As with the Cape Stumpnose, the Natal Stumpnose is also endangered and therefore only allowed to be fished recreationally and with permits. Permits holders may only catch up to 5 a day and they have to be a certain size.
West Coast Rock Lobster
The West Coast Rock Lobster was only recently added to the list and those fishing for lobster are urged to recognise these creatures in order to avoid plucking them out of the water at all costs. Fishing as well as other species encroaching on their habitat, are just two of the reasons why these lobsters are now endangered.
East Coast Lobster
This treat is also no longer easily available because of over harvesting. In the Eastern Cape you can only enjoy this treat if it is caught by hand, while in Kwa-Zulu Natal recreational fishers with a permit may only catch up to 8 a day. Fishermen are not allowed to sell their catch and each lobster caught has to be of a specific size and caught in season.

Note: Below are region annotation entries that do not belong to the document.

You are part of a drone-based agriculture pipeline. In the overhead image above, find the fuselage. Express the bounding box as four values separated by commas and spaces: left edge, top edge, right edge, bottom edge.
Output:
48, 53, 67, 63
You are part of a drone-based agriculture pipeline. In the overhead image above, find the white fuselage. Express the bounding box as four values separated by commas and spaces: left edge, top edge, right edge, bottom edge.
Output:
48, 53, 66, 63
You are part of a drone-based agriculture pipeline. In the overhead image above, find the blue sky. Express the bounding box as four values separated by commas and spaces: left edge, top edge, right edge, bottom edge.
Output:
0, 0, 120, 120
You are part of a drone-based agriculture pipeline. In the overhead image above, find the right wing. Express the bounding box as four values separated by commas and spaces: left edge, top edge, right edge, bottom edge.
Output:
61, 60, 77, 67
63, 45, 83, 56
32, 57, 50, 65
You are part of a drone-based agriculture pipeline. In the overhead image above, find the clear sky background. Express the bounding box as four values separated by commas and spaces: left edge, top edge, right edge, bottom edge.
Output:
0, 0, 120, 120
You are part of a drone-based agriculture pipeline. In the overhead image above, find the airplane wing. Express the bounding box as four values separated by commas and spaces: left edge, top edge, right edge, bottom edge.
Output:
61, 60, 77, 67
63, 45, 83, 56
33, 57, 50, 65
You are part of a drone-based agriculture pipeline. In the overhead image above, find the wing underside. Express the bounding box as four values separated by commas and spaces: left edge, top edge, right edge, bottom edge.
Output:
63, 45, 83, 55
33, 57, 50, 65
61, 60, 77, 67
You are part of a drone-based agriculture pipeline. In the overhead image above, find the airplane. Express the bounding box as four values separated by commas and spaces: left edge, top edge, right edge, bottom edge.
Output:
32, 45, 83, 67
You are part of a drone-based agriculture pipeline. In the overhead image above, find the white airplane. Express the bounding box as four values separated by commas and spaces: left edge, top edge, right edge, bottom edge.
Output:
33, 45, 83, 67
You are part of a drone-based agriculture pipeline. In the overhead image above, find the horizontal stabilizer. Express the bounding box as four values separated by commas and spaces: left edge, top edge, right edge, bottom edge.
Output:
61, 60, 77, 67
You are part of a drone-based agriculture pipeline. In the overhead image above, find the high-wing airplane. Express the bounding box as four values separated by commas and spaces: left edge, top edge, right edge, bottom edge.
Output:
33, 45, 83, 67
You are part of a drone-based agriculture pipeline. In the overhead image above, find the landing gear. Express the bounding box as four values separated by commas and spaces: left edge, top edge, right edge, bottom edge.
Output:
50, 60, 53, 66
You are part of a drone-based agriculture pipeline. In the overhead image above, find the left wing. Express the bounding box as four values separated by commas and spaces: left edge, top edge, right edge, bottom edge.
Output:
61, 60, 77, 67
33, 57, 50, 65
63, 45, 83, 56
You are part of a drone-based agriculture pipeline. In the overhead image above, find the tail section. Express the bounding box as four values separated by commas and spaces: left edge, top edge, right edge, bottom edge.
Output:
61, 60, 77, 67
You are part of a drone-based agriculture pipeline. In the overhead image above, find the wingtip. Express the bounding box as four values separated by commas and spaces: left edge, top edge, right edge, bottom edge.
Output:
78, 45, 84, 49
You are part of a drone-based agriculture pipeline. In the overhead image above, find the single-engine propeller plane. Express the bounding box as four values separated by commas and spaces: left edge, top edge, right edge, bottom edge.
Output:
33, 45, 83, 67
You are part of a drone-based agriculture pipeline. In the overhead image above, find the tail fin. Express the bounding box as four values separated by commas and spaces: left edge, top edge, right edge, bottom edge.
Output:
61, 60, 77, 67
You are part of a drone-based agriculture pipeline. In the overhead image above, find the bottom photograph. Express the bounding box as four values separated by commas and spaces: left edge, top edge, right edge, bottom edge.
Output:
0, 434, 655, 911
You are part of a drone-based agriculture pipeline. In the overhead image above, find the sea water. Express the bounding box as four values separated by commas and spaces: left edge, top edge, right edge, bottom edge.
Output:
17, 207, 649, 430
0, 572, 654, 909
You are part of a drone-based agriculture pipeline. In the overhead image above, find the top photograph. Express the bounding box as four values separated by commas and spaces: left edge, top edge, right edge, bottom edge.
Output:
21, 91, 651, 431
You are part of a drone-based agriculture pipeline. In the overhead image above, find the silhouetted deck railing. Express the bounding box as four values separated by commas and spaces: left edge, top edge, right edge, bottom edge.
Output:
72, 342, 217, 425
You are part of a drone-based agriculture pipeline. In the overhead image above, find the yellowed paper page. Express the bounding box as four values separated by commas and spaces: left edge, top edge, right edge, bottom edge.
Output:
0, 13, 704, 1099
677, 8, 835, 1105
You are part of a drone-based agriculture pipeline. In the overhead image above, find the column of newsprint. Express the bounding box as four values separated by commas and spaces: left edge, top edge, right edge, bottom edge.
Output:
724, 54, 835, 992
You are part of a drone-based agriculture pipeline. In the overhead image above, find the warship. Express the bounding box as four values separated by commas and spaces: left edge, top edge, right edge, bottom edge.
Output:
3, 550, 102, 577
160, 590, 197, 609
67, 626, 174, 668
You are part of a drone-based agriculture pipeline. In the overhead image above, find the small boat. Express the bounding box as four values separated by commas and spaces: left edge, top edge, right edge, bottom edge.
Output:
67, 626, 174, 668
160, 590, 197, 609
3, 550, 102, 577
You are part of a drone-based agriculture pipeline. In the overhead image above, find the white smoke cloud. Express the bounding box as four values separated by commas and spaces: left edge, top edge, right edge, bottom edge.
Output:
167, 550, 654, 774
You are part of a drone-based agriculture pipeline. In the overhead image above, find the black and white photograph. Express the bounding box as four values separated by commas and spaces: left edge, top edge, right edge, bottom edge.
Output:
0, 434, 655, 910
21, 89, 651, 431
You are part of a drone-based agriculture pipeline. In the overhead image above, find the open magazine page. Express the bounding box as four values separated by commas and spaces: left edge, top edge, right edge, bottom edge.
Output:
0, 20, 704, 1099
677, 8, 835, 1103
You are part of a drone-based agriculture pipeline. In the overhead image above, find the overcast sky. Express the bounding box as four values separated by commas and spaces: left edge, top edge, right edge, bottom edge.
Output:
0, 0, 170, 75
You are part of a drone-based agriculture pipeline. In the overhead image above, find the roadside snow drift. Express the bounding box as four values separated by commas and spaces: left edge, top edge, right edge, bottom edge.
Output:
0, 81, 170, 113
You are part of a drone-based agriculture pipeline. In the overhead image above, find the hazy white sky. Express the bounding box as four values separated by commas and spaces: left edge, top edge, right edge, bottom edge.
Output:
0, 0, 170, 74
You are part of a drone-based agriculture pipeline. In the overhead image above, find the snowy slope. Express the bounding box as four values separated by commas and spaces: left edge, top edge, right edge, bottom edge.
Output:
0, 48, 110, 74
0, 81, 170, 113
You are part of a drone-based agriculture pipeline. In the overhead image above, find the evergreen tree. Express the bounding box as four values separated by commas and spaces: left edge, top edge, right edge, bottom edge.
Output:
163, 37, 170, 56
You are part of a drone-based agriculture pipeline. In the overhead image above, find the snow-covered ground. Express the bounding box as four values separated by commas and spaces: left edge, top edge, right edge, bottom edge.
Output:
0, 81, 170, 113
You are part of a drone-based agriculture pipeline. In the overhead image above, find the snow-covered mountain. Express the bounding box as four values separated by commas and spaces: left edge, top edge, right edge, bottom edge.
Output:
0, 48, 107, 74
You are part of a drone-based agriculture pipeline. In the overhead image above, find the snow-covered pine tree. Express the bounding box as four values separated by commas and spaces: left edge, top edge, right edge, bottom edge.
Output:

The Cape Salmon, also known as the Geelbek, was once a freely available to fish, but according to SASSI, the Cape Salmon was so overfished that only 6 per cent of their original population still remains. Please, no matter how this fish was caught, don’t buy it.
Those are the seven species of fish that we should under no circumstance consume. On the upside there are still fish out there that we may eat, guilt free!!
Among those we may eat is the Yellowtail, which can be found in the cold Atlantic water of the Cape shoreline, Snoek, Angelfish, and Calamari. Snoek is typically braaied open or in aluminium foil with butter and herbs. Angelfish are distinctly disk like shaped and a simply delicious fish. Enjoy it steamed, baked or fried. Calamari lovers fear not, South African squid is considered one of the best tasting calamari in the world.